Inoa is currently a student at UH Manoa pursuing an Astrophysics Degree and a minor degree in Hawaiian Studies. Born and raised in Honolulu on O‘ahu island, and is a 2024 graduate of Punahou School. His goals are to engage in cosmological research, and also indigenous research. With the hope of one day coming back to Hawai‘i and teaching what he can in STEM to the Native Hawaiian Community. A couple of other things he enjoys doing is working part time at a local bakery, occasionally playing on his Xbox, listening to Hawaiian Music, and talking story.
Home Island: O‘ahu
High School: Punahou School
Institution when accepted: UH Manoa
Project Site: Institute for Astronomy, Hilo, Hawai‘i Island
Mentors: David Jones & Nicole Drakos
Project title: Tracing the Initial Mass Function in Merging Galaxies Using Supernovae and Citizen Science
Project Abstract:
The uniformity of the Initial Mass Function (IMF), the distribution of stellar masses in a star-forming population, boils down to one unanswered question: does every galaxy form stars like the Milky Way? Previous studies of the IMF used resolved stellar populations, which are only available for nearby galaxies; this project will instead analyze supernovae types in merging systems classified by citizen scientists. These stellar explosions will help to trace the fraction of massive stars in merger environments, which, due to turbulence, metal enrichment, and increased molecular gas and dust density, provide a unique environment for star formation. The citizen science platform used for this project was Zooniverse, which allowed us to classify images with a simple and effective workflow. The images used for classification were created by overlaying FITS data from optical bands to comprise a three-color image, and source detection was used as an initial filter to isolate images with more than one bright object.
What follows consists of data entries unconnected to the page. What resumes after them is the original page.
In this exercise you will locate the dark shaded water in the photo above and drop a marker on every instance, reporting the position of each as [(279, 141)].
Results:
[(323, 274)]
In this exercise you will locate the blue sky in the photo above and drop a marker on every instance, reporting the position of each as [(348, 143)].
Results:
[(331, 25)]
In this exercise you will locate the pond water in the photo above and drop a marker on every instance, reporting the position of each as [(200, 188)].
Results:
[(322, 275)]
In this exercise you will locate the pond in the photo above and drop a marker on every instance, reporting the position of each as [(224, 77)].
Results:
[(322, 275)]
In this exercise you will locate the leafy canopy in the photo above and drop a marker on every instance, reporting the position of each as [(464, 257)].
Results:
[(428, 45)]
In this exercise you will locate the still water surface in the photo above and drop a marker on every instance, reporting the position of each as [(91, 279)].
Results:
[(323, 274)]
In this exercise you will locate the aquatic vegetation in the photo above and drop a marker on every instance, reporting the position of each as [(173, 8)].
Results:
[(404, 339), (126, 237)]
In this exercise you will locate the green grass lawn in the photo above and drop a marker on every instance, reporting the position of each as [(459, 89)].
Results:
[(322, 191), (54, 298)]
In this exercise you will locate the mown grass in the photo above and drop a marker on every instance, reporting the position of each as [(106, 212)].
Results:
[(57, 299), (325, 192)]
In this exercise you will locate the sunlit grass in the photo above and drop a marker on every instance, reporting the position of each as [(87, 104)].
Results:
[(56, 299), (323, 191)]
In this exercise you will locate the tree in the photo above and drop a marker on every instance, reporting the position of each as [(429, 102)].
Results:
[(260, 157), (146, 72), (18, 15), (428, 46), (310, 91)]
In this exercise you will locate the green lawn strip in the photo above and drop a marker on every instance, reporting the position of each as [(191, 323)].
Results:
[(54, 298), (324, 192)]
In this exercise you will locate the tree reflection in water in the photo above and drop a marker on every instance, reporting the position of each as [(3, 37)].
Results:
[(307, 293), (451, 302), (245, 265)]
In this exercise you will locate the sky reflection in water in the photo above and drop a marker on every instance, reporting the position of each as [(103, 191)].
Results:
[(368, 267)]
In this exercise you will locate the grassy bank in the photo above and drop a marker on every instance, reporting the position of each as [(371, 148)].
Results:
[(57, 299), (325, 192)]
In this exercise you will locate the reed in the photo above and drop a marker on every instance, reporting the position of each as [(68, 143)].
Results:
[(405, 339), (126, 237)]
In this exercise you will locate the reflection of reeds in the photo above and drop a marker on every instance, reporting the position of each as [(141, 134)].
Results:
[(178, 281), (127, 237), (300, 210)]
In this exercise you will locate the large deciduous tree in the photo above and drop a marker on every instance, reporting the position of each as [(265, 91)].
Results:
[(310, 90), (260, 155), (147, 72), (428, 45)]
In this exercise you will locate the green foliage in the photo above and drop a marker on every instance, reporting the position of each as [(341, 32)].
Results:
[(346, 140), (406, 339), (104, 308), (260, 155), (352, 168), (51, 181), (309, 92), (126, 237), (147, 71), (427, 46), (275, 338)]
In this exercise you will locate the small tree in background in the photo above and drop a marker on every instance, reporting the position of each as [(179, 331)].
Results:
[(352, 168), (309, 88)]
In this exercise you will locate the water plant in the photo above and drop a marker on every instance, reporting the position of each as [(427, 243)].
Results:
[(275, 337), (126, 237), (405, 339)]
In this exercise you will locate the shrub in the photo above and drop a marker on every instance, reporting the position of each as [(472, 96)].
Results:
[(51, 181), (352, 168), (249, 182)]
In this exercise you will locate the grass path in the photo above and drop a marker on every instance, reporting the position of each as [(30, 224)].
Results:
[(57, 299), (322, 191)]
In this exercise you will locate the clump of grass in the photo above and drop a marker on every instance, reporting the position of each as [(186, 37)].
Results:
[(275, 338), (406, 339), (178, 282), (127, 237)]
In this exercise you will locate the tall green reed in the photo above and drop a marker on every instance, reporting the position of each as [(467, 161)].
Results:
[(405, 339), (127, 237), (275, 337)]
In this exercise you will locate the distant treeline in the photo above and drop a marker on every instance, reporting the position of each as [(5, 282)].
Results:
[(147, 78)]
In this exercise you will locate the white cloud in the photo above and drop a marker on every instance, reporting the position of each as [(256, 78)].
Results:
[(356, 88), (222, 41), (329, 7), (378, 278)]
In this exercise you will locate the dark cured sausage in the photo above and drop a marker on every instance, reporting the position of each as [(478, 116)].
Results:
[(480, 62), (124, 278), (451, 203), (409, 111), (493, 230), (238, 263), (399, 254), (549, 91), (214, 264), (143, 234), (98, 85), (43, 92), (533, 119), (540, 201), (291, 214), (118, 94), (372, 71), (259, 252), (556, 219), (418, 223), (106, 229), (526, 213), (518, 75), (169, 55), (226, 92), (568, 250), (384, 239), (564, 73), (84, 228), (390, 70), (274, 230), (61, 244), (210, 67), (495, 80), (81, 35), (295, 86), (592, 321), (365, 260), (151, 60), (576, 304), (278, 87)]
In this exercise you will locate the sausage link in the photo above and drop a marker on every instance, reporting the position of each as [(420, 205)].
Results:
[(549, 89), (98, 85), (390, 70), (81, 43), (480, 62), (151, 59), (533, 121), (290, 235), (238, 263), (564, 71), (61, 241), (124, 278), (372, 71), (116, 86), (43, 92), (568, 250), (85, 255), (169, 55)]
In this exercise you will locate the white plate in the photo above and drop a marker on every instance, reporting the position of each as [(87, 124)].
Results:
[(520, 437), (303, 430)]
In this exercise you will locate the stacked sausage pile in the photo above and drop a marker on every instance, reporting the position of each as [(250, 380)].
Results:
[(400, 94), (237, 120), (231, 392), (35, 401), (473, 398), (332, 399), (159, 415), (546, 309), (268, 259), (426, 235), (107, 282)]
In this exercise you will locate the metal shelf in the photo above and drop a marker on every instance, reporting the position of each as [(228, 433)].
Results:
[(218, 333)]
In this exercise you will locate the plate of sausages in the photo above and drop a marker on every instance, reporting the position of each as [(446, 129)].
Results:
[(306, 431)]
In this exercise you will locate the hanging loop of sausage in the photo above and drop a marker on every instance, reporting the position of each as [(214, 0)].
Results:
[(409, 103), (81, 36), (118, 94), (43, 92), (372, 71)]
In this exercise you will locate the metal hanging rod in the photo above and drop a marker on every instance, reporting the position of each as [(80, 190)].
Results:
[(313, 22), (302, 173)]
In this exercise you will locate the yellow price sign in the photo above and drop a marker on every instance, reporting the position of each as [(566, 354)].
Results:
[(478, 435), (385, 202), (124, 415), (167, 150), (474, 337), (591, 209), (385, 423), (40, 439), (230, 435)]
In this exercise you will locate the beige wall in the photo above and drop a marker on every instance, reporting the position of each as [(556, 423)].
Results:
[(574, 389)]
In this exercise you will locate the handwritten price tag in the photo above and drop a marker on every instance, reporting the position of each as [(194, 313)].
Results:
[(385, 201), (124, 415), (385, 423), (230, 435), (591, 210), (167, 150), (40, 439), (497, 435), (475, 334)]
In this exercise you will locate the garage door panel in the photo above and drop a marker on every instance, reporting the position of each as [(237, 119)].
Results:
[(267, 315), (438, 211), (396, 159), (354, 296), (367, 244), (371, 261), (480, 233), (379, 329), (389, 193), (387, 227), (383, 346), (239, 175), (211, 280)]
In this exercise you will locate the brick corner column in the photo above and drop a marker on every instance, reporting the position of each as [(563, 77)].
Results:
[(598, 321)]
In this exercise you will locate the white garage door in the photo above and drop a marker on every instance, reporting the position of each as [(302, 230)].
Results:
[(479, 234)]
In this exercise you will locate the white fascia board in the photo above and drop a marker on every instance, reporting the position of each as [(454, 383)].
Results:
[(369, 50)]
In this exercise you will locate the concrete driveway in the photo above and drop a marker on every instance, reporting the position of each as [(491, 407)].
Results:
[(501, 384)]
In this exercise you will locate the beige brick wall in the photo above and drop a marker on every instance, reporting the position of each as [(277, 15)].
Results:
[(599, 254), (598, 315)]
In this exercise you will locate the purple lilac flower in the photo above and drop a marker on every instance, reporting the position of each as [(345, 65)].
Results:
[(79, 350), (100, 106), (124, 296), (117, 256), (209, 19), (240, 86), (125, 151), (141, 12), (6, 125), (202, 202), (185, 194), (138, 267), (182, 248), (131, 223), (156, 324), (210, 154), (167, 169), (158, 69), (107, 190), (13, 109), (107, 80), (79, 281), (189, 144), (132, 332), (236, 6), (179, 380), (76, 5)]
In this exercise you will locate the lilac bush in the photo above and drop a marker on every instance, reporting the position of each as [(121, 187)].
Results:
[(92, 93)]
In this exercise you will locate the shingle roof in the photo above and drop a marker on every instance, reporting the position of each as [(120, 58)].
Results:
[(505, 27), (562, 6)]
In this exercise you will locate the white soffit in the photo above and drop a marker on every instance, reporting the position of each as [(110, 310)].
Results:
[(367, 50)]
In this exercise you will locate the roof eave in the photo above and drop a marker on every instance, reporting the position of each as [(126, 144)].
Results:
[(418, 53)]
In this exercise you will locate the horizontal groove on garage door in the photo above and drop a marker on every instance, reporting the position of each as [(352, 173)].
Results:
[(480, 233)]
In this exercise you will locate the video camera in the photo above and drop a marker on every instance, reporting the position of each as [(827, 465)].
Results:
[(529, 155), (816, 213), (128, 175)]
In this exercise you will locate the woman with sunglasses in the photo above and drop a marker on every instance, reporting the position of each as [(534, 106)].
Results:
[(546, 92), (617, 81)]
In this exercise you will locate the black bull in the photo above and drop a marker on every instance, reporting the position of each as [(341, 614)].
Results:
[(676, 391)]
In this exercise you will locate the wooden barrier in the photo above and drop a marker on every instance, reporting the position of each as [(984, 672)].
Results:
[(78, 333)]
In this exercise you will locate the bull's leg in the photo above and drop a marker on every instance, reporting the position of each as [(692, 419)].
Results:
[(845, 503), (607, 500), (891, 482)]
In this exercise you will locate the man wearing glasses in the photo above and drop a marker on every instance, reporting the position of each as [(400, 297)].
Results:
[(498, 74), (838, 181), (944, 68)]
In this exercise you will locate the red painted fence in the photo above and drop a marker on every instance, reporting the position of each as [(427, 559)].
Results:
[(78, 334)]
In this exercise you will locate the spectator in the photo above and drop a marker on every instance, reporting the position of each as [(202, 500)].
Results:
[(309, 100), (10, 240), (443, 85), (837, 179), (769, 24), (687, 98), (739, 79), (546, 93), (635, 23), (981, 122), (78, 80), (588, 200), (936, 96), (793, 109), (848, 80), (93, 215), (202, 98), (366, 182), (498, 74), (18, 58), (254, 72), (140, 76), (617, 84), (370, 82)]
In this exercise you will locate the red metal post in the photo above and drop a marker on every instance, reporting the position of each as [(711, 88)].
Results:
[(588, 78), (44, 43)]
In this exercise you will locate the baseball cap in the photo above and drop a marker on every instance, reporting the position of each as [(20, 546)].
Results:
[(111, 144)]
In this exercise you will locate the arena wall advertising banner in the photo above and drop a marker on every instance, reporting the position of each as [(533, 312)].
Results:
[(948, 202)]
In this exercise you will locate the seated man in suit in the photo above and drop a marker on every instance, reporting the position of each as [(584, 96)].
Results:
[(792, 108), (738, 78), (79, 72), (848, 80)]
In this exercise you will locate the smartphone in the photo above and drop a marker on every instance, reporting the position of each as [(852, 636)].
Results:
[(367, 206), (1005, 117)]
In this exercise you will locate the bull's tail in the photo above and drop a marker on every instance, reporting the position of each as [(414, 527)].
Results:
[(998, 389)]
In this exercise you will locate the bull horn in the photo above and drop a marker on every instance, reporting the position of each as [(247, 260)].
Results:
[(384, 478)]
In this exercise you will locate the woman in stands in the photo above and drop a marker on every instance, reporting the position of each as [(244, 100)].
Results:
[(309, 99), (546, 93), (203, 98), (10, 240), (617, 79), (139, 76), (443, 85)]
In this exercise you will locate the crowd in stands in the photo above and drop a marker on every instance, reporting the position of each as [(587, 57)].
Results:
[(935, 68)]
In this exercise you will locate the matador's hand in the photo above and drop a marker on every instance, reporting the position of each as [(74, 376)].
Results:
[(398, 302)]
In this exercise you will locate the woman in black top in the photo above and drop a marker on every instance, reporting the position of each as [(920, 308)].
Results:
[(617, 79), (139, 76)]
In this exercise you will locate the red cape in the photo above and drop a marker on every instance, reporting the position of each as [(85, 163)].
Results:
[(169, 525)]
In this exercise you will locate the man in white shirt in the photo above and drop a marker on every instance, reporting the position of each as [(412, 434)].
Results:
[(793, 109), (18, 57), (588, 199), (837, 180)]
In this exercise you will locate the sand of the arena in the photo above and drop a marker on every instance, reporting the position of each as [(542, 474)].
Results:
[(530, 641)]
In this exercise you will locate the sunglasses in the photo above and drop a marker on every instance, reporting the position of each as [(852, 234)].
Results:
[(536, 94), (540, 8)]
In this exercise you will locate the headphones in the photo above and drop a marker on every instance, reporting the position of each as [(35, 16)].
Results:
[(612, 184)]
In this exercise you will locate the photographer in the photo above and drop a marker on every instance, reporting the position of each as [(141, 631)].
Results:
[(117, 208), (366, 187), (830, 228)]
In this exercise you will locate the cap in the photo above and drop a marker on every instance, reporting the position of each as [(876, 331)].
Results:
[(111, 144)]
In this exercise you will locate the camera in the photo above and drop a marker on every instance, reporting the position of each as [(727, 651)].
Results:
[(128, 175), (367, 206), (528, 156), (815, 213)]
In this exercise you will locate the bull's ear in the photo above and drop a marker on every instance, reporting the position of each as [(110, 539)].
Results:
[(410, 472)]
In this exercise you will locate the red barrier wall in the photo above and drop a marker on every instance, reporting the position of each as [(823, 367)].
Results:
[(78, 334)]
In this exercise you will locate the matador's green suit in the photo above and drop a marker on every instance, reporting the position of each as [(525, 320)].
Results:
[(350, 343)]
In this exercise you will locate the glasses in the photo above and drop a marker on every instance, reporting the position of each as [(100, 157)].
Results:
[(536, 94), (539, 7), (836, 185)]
Citizen scientists were tasked with estimating the degree of galaxy interaction, the galaxy’s morphology, and the supernova location. With this data, we are going to compare the ratio of core collapse supernovae that occur in merging systems with undisturbed systems to search for evidence of an IMF that favors forming higher fractions of high-mass stars in merging systems. Preliminary results of this study will be presented.